Single by Rauw Alejandro and Bad Bunny

from the album Cosa Nuestra
- Language: Spanish
- English title: "What Would Happen.."
- Released: November 29, 2024
- Genre: Reggaeton
- Length: 3:11
- Label: Duars; Sony Latin;
- Songwriters: Raúl Ocasio; Benito Martínez;
- Producers: Mag; El Zorro; Coogan; Red Fingers;

Rauw Alejandro singles chronology
| "Dolida" (2024) | "Qué Pasaría..." (2024) | "Khé?" (2024) |

Bad Bunny singles chronology
| "Una Velita" (2024) | "Qué Pasaría..." (2024) | "El Clúb" (2024) |

Lyric video
- "Qué Pasaría..." on YouTube

= Qué Pasaría... =

"Qué Pasaría..." is a song by Puerto Rican singer Rauw Alejandro and Puerto Rican rapper Bad Bunny. It was released on November 15, 2024, via Sony Music Latin and Duars Entertainment, as part of Alejandro's album, Cosa Nuestra (2024). In addition, it is the second collaboration between both artists, after "Party" for Bad Bunny's album, Un Verano Sin Ti (2022). "Qué Pasaría..." was released as a single in Italy on November 29, 2024.

== Background and release ==
When Alejandro revealed the track listing for Cosa Nuestra, the song and collaboration were revealed as the album's third track.

== Lyric video ==
A lyric video was released simultaneously with several others on November 15, 2024, along with the release of Alejandro's album, Cosa Nuestra. It shows a room and a woman getting out of her bed to organize it perfectly and then go back to bed.
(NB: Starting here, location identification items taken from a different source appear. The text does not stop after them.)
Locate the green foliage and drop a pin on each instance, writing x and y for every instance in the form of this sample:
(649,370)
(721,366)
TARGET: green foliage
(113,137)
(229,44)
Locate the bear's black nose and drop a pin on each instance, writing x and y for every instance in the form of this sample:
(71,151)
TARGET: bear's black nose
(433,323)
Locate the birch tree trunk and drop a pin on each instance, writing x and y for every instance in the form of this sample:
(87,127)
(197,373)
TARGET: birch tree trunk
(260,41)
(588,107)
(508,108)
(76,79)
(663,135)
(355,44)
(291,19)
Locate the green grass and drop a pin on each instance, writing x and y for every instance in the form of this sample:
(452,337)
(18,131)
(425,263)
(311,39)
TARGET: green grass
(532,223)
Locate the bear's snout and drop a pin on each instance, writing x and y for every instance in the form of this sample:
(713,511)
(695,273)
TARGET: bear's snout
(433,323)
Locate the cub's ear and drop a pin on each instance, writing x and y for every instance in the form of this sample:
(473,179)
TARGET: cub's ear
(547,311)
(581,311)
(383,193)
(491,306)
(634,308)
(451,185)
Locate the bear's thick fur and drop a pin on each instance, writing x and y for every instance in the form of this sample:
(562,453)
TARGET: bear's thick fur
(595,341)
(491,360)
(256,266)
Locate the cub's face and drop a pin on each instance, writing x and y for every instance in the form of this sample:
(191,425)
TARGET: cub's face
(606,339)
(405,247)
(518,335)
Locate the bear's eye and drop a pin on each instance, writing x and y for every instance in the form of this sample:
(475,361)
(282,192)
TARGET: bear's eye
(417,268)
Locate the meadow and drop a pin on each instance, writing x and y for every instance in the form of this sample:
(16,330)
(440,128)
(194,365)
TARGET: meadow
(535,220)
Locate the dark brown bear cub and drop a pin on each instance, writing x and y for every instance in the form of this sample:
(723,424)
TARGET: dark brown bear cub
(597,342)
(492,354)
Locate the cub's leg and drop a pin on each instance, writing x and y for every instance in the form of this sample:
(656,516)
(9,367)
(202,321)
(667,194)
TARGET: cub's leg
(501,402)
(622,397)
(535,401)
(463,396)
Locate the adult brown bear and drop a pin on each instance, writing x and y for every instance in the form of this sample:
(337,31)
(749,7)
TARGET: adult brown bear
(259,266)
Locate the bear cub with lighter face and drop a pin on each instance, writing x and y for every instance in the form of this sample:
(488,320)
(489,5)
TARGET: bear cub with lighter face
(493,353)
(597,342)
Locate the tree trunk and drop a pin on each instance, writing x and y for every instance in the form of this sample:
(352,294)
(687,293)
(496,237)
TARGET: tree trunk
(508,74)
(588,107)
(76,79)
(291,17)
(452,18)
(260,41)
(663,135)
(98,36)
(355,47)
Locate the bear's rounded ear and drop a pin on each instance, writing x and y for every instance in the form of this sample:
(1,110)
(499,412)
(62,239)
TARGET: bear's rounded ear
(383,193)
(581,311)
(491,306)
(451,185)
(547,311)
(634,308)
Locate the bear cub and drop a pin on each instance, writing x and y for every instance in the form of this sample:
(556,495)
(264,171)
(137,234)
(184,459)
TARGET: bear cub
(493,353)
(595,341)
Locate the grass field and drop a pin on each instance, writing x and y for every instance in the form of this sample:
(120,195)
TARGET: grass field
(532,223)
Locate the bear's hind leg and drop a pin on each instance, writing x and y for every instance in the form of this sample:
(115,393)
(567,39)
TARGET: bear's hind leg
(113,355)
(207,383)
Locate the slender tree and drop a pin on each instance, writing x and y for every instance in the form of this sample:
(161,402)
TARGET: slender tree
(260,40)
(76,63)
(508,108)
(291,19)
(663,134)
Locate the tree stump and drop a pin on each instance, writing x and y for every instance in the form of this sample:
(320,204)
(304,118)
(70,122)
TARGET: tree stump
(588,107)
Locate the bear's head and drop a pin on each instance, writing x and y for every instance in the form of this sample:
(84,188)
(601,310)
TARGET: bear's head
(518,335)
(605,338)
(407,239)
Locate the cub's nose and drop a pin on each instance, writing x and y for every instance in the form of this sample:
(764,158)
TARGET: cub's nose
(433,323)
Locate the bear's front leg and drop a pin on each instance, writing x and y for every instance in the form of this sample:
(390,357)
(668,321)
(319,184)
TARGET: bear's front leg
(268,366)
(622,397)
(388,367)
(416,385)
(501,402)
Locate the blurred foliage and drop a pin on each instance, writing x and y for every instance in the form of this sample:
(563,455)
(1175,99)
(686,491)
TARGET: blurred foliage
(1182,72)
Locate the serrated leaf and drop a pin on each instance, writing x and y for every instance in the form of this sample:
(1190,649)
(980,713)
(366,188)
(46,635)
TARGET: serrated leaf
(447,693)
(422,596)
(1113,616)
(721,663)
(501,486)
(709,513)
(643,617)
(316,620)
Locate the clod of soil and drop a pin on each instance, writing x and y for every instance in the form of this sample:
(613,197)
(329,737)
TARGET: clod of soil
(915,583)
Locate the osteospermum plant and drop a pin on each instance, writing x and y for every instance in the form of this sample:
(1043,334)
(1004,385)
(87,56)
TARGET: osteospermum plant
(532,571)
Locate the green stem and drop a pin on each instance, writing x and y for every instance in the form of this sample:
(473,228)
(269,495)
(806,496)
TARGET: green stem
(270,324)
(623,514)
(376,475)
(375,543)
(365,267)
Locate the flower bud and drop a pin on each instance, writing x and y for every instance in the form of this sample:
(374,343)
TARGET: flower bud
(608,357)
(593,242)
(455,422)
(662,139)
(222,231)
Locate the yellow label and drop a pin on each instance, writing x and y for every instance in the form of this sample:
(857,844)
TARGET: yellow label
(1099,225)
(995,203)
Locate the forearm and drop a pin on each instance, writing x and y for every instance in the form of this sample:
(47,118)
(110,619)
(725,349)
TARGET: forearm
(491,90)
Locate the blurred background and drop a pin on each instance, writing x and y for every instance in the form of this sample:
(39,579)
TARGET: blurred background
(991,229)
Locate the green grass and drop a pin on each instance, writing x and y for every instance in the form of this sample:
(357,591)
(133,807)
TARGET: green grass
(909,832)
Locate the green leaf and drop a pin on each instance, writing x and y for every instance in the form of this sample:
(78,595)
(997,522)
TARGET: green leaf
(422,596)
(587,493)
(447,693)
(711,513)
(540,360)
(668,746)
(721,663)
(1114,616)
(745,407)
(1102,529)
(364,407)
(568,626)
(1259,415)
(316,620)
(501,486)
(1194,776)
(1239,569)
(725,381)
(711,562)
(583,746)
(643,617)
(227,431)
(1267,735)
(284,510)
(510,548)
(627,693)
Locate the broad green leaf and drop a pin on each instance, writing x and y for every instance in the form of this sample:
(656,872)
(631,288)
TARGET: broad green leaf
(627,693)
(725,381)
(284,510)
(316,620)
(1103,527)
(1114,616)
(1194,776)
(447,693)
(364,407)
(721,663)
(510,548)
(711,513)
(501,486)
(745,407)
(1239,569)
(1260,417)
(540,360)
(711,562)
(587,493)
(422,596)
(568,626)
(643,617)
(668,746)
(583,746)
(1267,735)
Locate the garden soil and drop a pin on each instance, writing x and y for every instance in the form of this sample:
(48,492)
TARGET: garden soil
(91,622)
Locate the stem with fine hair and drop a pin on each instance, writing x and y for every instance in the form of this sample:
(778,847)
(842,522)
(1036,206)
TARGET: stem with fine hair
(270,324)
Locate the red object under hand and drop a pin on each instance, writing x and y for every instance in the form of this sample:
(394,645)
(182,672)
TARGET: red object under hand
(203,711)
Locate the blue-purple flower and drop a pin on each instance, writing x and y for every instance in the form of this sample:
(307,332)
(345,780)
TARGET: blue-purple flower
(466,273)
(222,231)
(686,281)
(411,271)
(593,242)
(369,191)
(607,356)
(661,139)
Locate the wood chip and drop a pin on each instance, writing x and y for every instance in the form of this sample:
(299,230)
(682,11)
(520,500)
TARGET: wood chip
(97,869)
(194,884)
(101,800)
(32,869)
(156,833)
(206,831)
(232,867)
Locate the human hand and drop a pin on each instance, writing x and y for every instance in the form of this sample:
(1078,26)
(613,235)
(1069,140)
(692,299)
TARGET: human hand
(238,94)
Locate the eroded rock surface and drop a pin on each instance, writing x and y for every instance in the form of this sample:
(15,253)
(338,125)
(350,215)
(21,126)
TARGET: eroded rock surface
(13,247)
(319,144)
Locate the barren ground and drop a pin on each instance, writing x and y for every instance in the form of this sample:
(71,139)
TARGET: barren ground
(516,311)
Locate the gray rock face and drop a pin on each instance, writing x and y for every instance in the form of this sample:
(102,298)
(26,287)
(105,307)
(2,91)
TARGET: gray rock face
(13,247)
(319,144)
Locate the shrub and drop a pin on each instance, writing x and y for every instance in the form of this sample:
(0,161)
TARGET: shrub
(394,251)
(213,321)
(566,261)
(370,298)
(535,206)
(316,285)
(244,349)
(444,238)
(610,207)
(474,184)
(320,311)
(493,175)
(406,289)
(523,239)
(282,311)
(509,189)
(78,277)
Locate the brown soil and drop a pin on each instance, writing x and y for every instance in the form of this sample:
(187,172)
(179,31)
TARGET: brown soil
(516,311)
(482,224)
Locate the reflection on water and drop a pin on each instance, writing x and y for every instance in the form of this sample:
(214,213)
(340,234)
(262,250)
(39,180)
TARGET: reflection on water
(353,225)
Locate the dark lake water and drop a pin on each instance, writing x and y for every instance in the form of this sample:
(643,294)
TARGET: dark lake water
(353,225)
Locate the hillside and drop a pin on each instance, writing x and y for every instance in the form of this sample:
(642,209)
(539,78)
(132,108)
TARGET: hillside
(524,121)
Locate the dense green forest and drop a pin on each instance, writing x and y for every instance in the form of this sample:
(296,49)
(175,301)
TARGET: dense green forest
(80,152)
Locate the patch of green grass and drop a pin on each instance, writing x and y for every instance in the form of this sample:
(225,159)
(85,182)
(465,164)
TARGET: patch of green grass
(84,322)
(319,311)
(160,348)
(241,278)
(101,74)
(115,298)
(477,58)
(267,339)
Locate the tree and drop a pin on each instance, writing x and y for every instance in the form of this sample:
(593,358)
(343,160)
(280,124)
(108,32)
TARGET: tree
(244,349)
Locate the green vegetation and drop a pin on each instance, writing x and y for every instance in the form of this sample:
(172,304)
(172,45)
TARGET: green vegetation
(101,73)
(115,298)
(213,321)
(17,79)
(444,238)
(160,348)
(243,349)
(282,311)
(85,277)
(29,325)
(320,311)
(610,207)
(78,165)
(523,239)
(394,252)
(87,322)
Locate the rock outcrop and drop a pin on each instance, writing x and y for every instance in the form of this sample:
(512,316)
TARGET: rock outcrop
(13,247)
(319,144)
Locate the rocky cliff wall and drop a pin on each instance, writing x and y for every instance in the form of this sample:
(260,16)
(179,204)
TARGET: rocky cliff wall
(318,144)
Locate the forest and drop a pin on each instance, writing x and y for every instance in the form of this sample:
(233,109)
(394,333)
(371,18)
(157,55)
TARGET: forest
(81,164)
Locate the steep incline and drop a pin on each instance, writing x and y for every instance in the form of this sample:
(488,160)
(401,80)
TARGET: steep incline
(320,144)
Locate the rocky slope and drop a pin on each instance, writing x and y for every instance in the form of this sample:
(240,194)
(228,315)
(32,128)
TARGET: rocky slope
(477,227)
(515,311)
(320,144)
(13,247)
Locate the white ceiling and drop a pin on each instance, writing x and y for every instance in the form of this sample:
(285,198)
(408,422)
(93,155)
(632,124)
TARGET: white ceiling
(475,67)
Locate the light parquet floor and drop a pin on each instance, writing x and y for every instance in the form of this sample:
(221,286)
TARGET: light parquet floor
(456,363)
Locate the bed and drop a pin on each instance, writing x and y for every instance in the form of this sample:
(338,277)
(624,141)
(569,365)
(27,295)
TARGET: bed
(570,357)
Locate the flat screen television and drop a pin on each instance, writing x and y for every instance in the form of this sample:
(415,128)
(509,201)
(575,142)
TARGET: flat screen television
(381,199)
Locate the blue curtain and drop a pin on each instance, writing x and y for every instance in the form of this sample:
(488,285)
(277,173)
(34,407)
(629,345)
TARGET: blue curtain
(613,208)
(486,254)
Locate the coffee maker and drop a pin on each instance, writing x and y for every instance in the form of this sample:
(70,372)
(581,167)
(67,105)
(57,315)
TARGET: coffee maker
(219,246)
As she makes up the bed, you can see that she appears to be dancing and moving to the music.

== Charts ==

=== Weekly charts ===

Weekly chart performance for "Qué Pasaría..."
| Chart (2024–2026) | Peak position |
|---|---|
| Argentina Hot 100 (Billboard) | 16 |
| Bolivia (Billboard) | 7 |
| Canada Hot 100 (Billboard) | 62 |
| Central America (Monitor Latino) | 6 |
| Central America + Caribbean (FONOTICA) | 5 |
| Chile (Billboard) | 6 |
| Colombia (Billboard) | 14 |
| Costa Rica (FONOTICA) | 2 |
| Ecuador (Billboard) | 5 |
| El Salvador (ASAP EGC) | 3 |
| France (SNEP) | 178 |
| Global 200 (Billboard) | 20 |
| Greece International (IFPI) | 13 |
| Guatemala (Monitor Latino) | 5 |
| Honduras (Monitor Latino) | 8 |
| Ireland (IRMA) | 86 |
| Italy (FIMI) | 94 |
| Latin America (Monitor Latino) | 3 |
| Lithuania (AGATA) | 87 |
| Lithuania Airplay (TopHit) | 112 |
| Mexico (Billboard) | 9 |
| Panama (Monitor Latino) | 10 |
| Peru (Billboard) | 6 |
| Peru (Monitor Latino) | 4 |
| Portugal (AFP) | 27 |
| Puerto Rico (Monitor Latino) | 8 |
| Romania Airplay (TopHit) | 44 |
| Spain (Promusicae) | 1 |
| Switzerland (Schweizer Hitparade) | 19 |
| US Billboard Hot 100 | 34 |
| US Hot Latin Songs (Billboard) | 2 |
| US Hot Latin Rhythm Songs (Billboard) | 6 |
| US Latin Airplay (Billboard) | 43 |
| US Latin Airplay (Billboard) | 8 |
| Uruguay (Monitor Latino) | 9 |

===Monthly charts===

Monthly chart performance for "Qué Pasaría..."
| Chart (2025) | Peak position |
|---|---|
| Romania Airplay (TopHit) | 49 |

===Year-end charts===

Year-end chart performance for "Qué Pasaría..."
| Chart (2025) | Position |
|---|---|
| Argentina Airplay (Monitor Latino) | 56 |
| Bolivia Airplay (Monitor Latino) | 37 |
| Central America Airplay (Monitor Latino) | 36 |
| Global 200 (Billboard) | 79 |
| Romania Airplay (TopHit) | 189 |
| US Hot Latin Songs (Billboard) | 8 |

== Certifications ==

Certifications for "Qué Pasaría..."
| Region | Certification | Certified units/sales |
| France (SNEP) | Gold | 100,000^{‡} |
| Italy (FIMI) | Gold | 100,000^{‡} |
| Mexico (AMPROFON) | Diamond+2× Platinum | 980,000^{‡} |
| Portugal (AFP) | Platinum | 10,000^{‡} |
| Spain (Promusicae) | 3× Platinum | 300,000^{‡} |
| United States (RIAA) | Gold (Latin) | 30,000^{‡} |
Streaming
| Central America (CFC) | Gold | 3,500,000^{†} |
^{‡} Sales+streaming figures based on certification alone. ^{†} Streaming-only figures based on certification alone.